Back in 1969, the silver bullets in the hurricane forecaster’s arsenal were aircraft reconnaissance flights. That’s why on Thursday, August 14, 1969, the National Hurricane Center requested a Navy aircraft fly into an area of thunderstorms south of Cuba. The crew found a strengthening tropical storm, which the NHC named Camille.

By Friday morning, August 15, 1969, Camille’s winds had increased to hurricane strength. Throughout Thursday and Friday, Camille moved northwestward, eventually skirting the western tip of Cuba and moving into the Gulf of Mexico early on Saturday morning, August 16.

Due to a number of factors, including predictions from the rudimentary computer models of the day, forecasters believed that Camille would gradually turn to the right, taking a more northward course. So, on Saturday morning, August 16, with the eye of Camille over 400 miles south of the coast, the Weather Bureau issued a warning for the Florida panhandle from Fort Walton Beach eastward to south of Tallahassee, meaning forecasters expected hurricane conditions to occur in that area on Sunday, August 17.

At the same time, a Hurricane Watch was issued westward all the way to Biloxi in order to keep residents of those areas on their toes. The Alabama and Mississippi coasts were at some risk, but clearly the focus that Saturday was on the Florida Panhandle.

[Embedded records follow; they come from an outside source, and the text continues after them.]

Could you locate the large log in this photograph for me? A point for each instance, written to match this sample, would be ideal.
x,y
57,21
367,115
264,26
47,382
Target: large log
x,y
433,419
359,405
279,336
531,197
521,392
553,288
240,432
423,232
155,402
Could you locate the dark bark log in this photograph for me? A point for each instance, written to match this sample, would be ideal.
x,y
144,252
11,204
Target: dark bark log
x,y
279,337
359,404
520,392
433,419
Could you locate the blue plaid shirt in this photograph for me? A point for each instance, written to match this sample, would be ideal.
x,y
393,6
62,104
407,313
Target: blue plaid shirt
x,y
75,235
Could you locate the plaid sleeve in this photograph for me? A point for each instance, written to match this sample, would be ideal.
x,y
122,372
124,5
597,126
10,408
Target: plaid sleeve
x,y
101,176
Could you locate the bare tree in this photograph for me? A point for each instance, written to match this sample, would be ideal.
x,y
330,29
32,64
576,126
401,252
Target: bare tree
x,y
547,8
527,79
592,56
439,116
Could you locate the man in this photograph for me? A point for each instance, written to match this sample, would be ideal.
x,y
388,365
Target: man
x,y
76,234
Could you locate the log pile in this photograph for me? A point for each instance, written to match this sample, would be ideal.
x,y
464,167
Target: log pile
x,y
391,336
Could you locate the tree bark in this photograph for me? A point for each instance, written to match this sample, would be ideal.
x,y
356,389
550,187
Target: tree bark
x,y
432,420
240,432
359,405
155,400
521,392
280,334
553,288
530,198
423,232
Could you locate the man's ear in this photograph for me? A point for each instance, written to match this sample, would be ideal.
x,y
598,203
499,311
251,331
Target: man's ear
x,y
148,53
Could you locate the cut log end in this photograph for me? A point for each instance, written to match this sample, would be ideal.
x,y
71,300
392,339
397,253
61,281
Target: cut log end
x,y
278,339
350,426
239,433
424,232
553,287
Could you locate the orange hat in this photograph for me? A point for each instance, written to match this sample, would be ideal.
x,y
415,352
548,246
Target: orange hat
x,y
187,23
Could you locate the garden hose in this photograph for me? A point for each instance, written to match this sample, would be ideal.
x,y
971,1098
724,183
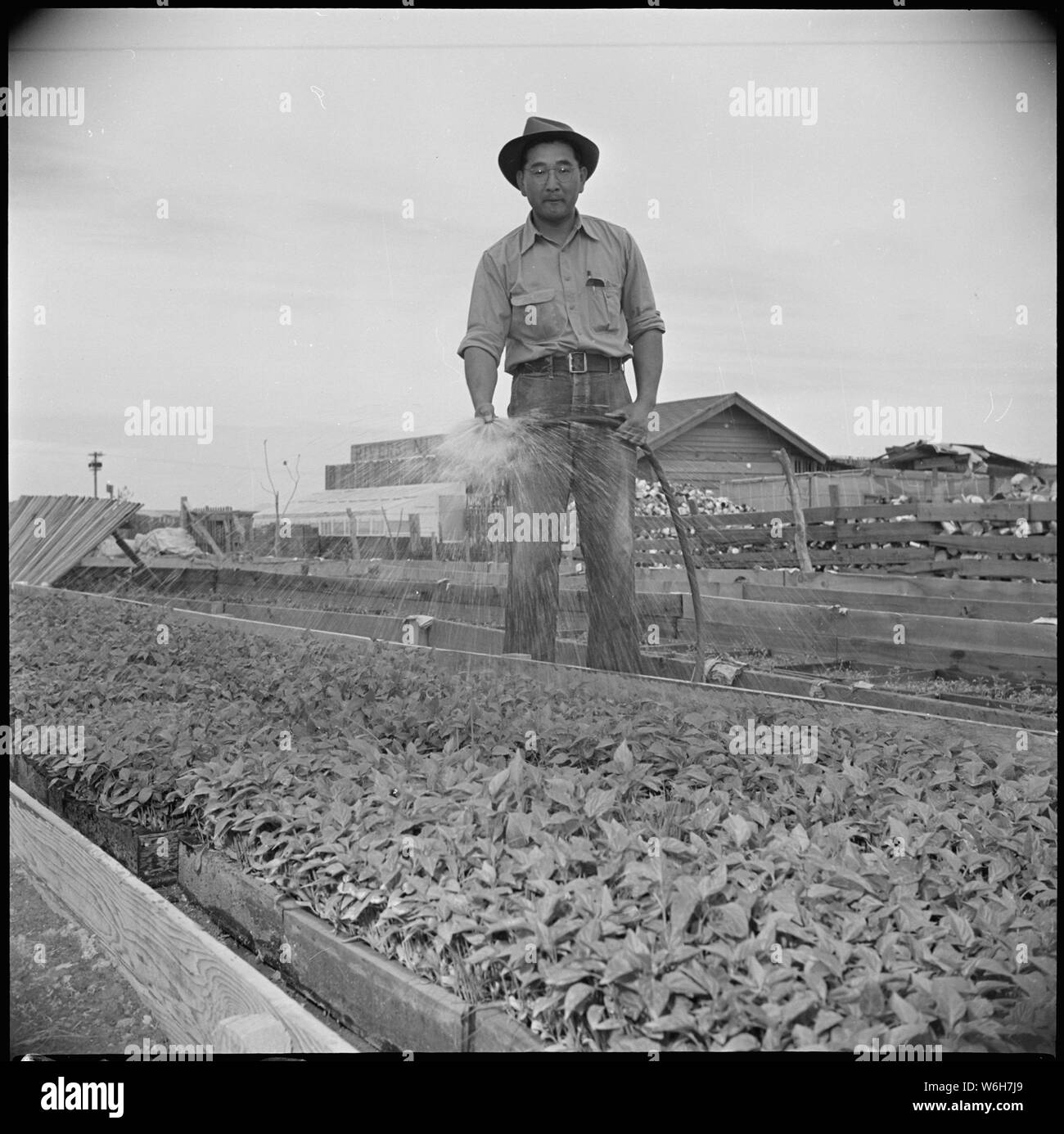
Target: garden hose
x,y
678,523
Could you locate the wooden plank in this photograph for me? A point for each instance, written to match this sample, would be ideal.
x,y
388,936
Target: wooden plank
x,y
999,511
999,544
779,683
908,604
964,646
196,988
1021,591
628,688
625,687
150,855
999,569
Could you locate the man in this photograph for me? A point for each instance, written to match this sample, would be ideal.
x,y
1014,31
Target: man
x,y
570,299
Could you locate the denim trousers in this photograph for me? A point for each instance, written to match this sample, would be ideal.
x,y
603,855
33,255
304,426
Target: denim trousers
x,y
598,469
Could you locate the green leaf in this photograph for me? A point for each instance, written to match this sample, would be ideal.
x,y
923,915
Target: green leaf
x,y
729,920
576,996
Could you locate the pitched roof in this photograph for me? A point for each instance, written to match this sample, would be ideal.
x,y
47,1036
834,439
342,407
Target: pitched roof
x,y
678,417
74,525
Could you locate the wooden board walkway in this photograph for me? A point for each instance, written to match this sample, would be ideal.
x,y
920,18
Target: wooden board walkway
x,y
197,990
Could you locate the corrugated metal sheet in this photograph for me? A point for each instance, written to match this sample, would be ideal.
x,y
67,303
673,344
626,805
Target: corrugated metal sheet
x,y
47,535
370,506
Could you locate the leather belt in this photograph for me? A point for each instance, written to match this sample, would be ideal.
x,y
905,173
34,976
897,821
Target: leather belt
x,y
575,362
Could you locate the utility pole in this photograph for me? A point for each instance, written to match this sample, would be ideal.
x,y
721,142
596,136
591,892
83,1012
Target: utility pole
x,y
96,465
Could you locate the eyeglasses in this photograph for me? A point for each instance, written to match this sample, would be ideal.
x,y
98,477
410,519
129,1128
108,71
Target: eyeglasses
x,y
539,173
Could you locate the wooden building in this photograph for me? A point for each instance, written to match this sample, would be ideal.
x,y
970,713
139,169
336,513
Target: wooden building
x,y
702,441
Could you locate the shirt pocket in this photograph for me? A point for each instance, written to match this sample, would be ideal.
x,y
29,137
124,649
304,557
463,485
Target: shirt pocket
x,y
604,305
534,316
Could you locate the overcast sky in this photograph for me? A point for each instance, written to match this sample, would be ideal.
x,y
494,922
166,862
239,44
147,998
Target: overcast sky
x,y
406,110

The NHC’s director, Robert Simpson, was becoming increasingly concerned by the signs of intensification that he saw in satellite images. Simpson wanted aircraft to fly into the eye and check the intensity. Unfortunately, some of the Navy aircraft that Simpson would normally have had at his disposal were busy with Project Stormfury, a research experiment that would eventually conduct cloud seeding in Hurricane Debbie far out in the Atlantic. Jack Williams and Bob Sheets in their book, Hurricane Watch: Forecasting the Deadliest Storms on Earth, tell the story of how Simpson made a special request to the Air Force to make additional weather aircraft available for Camille flights.

What the Air Force plane found that Saturday afternoon was stunning. Camille’s eye had shrunk to a mere five miles wide and maximum winds were 150 miles per hour. When Mississippi residents went to bed Saturday night, August 16, 1969, they may have been uneasy that a powerful hurricane was only 350 miles to their southeast. But, the warnings were still for the Florida Panhandle, because forecasters still anticipated the storm would curve to the right. However, Camille still had not started the right hand turn. And it wouldn’t, until it was too late for Mississippi.